Third, the sufficiency principle should be applied before granting what are now automatic incentives. Those three changes would need to be made in the EU’s pharmaceutical regulation.
There are other aspects that relate to the secrecy that require a policy-change. For instance, many aspects around the secrecy of pricing are a result of a non-disclosure clause in the procurement agreement. It is possible for governments to decide not to do that. It is difficult for one Member State alone to do so, but there could be an agreement to no longer agree to non-disclosure in procurement agreements and to agree on a mechanism among member states to share pricing information at the EU level. It is already happening on a smaller scale, for example, between hospitals in the Netherlands where small hospitals and large hospitals share with each other what they pay for medicines. That system has proven to work well in cost containment. The other aspect of this pricing and cost sharing concerns collective activities between Member States to achieve procurement. The first experiment has been done with the Covid-19 vaccine.
It is important to highlight the fact that not all EU member states dislike hidden drug prices. Members that have large pharmaceutical companies, such as Germany, like high drug prices because the money flows back to their countries. It is an additional hurdle, and it is not by chance that Germany is driving the opposition at the WTO to the design mechanism to share know-how and IP of Covid-19 vaccines.
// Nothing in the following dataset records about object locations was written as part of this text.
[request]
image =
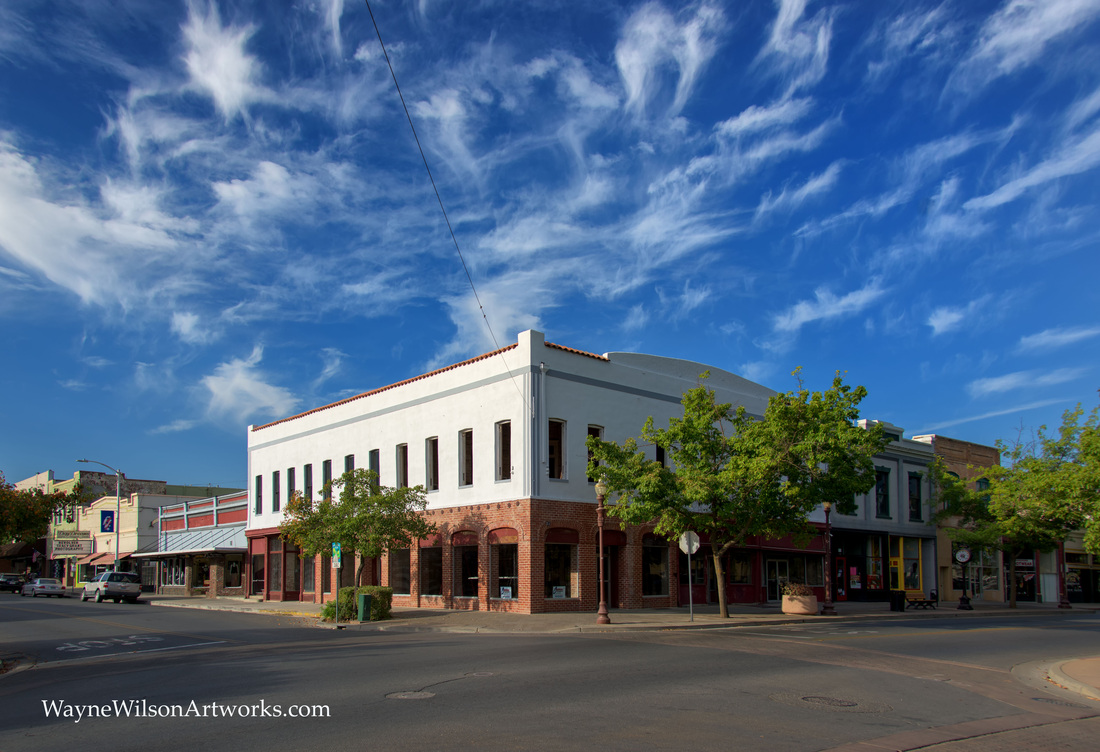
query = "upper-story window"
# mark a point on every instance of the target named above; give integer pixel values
(431, 463)
(595, 432)
(556, 450)
(881, 491)
(403, 465)
(504, 450)
(466, 457)
(914, 498)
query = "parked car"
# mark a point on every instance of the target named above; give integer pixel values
(113, 585)
(46, 586)
(11, 582)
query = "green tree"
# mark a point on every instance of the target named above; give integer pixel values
(364, 517)
(1045, 489)
(733, 476)
(25, 515)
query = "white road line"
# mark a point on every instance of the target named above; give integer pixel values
(134, 652)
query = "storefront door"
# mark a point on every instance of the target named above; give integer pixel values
(777, 576)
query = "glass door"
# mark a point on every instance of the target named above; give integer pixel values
(776, 577)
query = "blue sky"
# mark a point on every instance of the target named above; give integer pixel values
(215, 214)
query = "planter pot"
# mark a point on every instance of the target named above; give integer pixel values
(803, 605)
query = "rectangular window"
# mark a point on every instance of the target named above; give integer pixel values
(506, 561)
(374, 464)
(595, 432)
(882, 493)
(307, 574)
(431, 571)
(466, 457)
(561, 568)
(403, 465)
(655, 566)
(431, 463)
(465, 571)
(399, 571)
(556, 450)
(504, 450)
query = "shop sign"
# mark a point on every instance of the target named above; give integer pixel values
(72, 534)
(64, 549)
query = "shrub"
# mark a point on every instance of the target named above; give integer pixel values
(796, 588)
(348, 598)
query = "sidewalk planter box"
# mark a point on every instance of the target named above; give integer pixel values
(802, 605)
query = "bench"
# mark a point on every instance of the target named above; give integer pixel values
(920, 601)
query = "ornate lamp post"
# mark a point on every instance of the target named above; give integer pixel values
(827, 608)
(118, 505)
(602, 617)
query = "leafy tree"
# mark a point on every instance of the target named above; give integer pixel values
(734, 476)
(1045, 489)
(365, 517)
(25, 515)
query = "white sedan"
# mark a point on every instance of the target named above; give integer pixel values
(46, 586)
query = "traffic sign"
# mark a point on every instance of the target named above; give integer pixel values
(689, 542)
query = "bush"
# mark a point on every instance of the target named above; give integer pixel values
(348, 598)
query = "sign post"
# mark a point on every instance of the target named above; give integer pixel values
(689, 543)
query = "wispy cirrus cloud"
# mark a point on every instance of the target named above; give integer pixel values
(826, 306)
(1052, 339)
(1022, 379)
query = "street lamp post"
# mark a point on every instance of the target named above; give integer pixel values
(602, 617)
(827, 608)
(118, 504)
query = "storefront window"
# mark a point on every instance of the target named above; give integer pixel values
(465, 571)
(561, 565)
(655, 566)
(399, 571)
(431, 571)
(506, 559)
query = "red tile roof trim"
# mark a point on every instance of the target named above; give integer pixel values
(576, 352)
(392, 386)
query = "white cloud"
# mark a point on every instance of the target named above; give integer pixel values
(1021, 33)
(239, 390)
(651, 41)
(945, 319)
(800, 46)
(1052, 339)
(1022, 379)
(825, 306)
(218, 62)
(1073, 158)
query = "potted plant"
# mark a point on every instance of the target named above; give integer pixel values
(799, 598)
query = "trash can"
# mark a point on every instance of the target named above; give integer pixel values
(897, 600)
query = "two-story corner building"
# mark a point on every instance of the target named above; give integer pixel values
(200, 546)
(890, 542)
(980, 576)
(498, 444)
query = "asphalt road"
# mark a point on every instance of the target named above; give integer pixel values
(798, 687)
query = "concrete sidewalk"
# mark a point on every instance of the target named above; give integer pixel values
(1079, 675)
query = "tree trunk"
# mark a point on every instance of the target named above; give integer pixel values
(719, 576)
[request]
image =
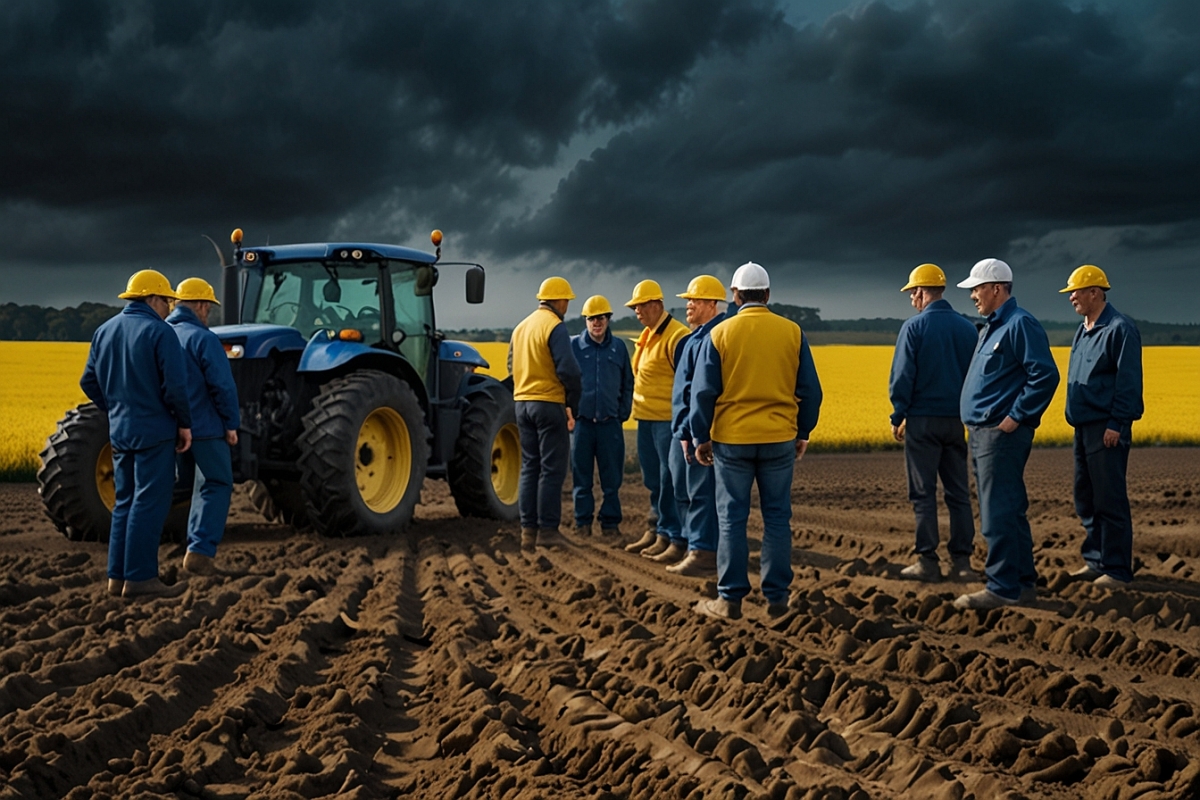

4. Do you see a connection between what could happen in the US in the field of pricing and how this discussion may impact the European region?
The European Union law and regulation-making is separate from the United States of America (USA). Health care systems in the EU are also very different from the USA. The latter pays a very high price for drugs which is justified by the belief that it is good for innovation. The US also spends significant amounts of money on publicly funded innovations for example through the National Institutes of Health. The US also often argues that it pays higher drug prices because the Europeans aren’t paying as much. The sufficiency principle (and greater transparency) would break through this belief and prove that both the USA and the EU are paying too much for the medicine. It would be easier to identify efficient ways to directly fund R&D and to decide as a society what are the priorities by having figures on the costs. Again, transparency is key to make this happen.
In the recent two years we have seen that the Biden administration has taken a different position than the EU at the WTO on access to IP related to which was a huge departure from the usual USA stance at the WTO. The EU remains in its old rut and is far removed from showing willingness to find a good solution for the sharing of vaccines and other pandemic countermeasures at the WTO. The EU is at the same time a fierce proponent of a pandemic treaty at the World Health Organization. Perhaps those negotiations will deliver better results. It is important to retain some optimism.